35. Sarah Bell
Maybe it was my father's bratva-stained blood that ran in my veins, and maybe it was the backward way he'd coached me my entire life to deal with his family in case I were ever confronted with them.
He told me stories about treachery and betrayal in the bratva.
He narrated our history and the arrogance that was every Vor's downfall.
My father told me why he'd walked away, because he didn't have the stomach for murder and the machinations it took to stay on top.
Maybe it was my mother's fundamentalist blood that ran in my arteries, the strident adherence to what is right, the hardened resolve to defeat evil in whatever form it takes, the hard-working ability to live my life on the one true path and not be swayed by the Devil.
Or maybe it was the farmer's ability to raise a baby chick from its fuzzy little birth, name it and cuddle it, and then chop off its head with an ax and eat it.
You might think, well, you eat chicken, but do you butcher her, drain her blood, and boil her up into Mavis Noodle Soup?
Because that's farm life.
My aunt Mary Varvara Bell thought she was different than her father, the bratva Vor whom Blaze called the Malefactor, but she wasn't.
She was just another easily manipulated thief because she had succumbed to the sin of pride.
And now as we walked through the lobby and the valley of the shadow of death, I feared no evil and kept my head high because I knew there would be an opportunity to escape or destroy her if I just kept my eyes open.
Mary Varvara Bell decided that we would take three separate elevator loads of people down to the lobby, one male and one female prisoner but not a couple in each descent, with guards.
I got shoved in an elevator with Micah Shine, three unnamed mercenary goons, and my brother.
Logan wouldn't look at me as we rode the elevator down, but I talked to him. "How could you do this, Logan? I'm your baby sister. You're the only person I have left in the world. You drew me into this crazy criminal world of yours, and now you're going to let them kill me."
Logan didn't turn around to look at me. He just kept staring at the seam in the silver doors that flashed light from each floor as we descended as he talked. "I had nowhere else to go. Grandfather and then Dr. Bell were the only ones who took me in. So yeah, I'm loyal to them because they were the only ones who gave a damn about me."
"Dad would've taken you back if you'd come home and apologized."
"Apologize for what, being myself? He had my whole damn life all planned out for me, to inherit his patch of dirt and live his life. When I didn't want to, when I wanted to go to college and leave Iowa, he threw me out into the night and didn't give a damn about what happened to me. I did the right thing by leaving."
"But the farm is important. The farm is all there is." My father's words came out of my own mouth.
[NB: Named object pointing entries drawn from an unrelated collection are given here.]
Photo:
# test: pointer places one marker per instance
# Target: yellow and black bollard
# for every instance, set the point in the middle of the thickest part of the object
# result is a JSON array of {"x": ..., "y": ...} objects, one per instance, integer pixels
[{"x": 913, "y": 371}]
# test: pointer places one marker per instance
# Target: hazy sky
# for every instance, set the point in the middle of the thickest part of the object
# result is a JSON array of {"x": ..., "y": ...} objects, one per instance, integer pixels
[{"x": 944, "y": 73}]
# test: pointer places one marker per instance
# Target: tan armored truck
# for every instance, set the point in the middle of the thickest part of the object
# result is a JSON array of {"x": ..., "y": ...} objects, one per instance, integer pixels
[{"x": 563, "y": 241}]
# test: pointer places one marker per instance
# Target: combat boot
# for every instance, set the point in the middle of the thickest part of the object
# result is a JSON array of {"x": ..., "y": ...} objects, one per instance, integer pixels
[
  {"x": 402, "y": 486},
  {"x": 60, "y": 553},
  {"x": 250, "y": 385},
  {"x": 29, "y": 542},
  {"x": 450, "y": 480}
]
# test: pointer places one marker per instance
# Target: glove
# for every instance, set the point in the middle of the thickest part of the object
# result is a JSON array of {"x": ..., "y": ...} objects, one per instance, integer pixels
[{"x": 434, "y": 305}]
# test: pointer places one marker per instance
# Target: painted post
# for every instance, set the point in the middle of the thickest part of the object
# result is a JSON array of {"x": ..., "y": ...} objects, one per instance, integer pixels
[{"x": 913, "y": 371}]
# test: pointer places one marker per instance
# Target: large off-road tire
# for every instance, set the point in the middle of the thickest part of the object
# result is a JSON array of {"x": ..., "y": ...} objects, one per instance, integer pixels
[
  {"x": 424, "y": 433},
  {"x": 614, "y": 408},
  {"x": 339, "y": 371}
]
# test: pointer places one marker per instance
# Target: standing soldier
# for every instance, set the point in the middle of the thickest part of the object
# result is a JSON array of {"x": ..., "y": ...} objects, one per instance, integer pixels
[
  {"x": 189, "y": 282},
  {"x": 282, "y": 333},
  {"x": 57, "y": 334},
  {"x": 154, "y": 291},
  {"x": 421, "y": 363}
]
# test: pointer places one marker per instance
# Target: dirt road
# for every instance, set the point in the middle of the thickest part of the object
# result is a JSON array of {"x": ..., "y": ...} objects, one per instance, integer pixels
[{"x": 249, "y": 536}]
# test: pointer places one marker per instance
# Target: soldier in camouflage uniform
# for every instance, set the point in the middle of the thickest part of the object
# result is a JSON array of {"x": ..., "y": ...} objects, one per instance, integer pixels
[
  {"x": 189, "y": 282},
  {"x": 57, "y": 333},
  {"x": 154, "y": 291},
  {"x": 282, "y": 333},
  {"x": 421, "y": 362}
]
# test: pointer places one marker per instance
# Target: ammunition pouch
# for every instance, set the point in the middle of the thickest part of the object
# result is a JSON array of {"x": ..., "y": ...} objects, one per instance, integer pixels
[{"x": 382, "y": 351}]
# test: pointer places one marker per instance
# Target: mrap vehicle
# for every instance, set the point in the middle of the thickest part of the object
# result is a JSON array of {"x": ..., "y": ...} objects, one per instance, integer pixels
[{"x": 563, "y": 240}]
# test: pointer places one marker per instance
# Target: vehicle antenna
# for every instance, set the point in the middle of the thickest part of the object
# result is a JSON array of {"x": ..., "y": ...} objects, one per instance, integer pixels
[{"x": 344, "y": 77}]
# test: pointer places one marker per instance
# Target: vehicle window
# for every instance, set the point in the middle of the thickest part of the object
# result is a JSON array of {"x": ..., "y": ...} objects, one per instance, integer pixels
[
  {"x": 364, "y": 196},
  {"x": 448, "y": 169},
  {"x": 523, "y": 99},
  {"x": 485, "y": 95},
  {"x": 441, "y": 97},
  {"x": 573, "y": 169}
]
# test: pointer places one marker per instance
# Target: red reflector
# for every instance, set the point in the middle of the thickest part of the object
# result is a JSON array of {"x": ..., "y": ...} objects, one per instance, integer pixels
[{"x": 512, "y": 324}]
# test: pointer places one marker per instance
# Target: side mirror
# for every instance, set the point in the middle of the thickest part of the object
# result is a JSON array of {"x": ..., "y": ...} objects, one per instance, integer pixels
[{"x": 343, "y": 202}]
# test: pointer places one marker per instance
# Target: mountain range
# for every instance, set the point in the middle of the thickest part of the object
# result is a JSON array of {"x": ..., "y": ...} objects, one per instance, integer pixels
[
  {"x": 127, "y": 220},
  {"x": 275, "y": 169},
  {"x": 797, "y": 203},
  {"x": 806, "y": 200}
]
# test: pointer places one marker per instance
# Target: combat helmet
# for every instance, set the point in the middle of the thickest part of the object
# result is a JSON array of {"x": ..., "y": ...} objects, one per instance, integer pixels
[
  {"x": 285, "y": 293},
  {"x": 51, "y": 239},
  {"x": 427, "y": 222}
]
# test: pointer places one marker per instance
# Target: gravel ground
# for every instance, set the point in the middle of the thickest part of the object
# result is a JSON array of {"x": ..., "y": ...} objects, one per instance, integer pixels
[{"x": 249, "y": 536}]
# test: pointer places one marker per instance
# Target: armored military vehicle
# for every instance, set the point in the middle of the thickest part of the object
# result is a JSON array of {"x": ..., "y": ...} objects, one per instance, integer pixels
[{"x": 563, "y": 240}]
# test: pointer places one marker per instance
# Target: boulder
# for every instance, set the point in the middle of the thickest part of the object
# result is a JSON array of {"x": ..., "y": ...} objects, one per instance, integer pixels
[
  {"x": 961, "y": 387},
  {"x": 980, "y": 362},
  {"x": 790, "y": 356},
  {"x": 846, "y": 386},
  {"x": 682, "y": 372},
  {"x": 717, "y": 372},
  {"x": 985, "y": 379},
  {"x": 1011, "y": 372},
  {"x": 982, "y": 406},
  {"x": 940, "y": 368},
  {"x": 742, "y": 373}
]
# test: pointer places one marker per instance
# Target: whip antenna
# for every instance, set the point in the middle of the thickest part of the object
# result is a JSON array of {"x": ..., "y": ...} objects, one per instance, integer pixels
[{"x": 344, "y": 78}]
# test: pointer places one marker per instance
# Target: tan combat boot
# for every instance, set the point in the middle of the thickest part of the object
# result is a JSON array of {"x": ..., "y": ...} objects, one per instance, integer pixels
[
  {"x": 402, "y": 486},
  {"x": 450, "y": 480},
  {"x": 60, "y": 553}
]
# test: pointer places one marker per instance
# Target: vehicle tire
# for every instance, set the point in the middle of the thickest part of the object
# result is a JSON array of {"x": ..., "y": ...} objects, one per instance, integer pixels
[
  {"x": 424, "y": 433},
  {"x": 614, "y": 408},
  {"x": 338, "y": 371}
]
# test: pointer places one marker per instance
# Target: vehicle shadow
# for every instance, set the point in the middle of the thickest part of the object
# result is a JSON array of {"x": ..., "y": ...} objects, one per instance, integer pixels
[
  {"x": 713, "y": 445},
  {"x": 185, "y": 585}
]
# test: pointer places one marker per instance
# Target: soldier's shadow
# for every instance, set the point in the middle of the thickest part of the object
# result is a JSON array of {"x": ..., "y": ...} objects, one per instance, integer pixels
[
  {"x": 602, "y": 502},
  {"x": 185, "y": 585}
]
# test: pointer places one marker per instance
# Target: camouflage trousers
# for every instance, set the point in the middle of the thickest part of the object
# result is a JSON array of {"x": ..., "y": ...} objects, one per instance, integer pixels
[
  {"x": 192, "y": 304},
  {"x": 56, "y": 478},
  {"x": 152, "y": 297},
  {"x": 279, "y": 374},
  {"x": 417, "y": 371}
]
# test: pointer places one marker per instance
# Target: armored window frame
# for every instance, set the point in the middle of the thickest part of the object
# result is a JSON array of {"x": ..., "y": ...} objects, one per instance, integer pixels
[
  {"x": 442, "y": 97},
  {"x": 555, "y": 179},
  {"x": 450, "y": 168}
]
"Growing corn shouldn't be forced on anyone. If he gave you the farm and you like it, great. But if he forced it on you, too, I'm sorry I didn't come back and get you earlier." That's when he turned around and looked at me, and his bright green eyes, so like my father's, shocked me. "You would've made one hell of a Vor."
A Vor? Me, Sarah Nevaeh Bell, the head of a criminal organization so vast that it had a shot at overthrowing the United States government?
That was crazy. I was nothing but a little farm girl from Iowa.
But that was the moment—when Logan saw that I could've been someone different, that I could have been the mastermind in the white pantsuit with upswept hair ordering mercenaries around—that something clicked for me.
I was the girl in the red corset staring down Russian mafia bosses in New York City.
Maybe I could be something . . . different.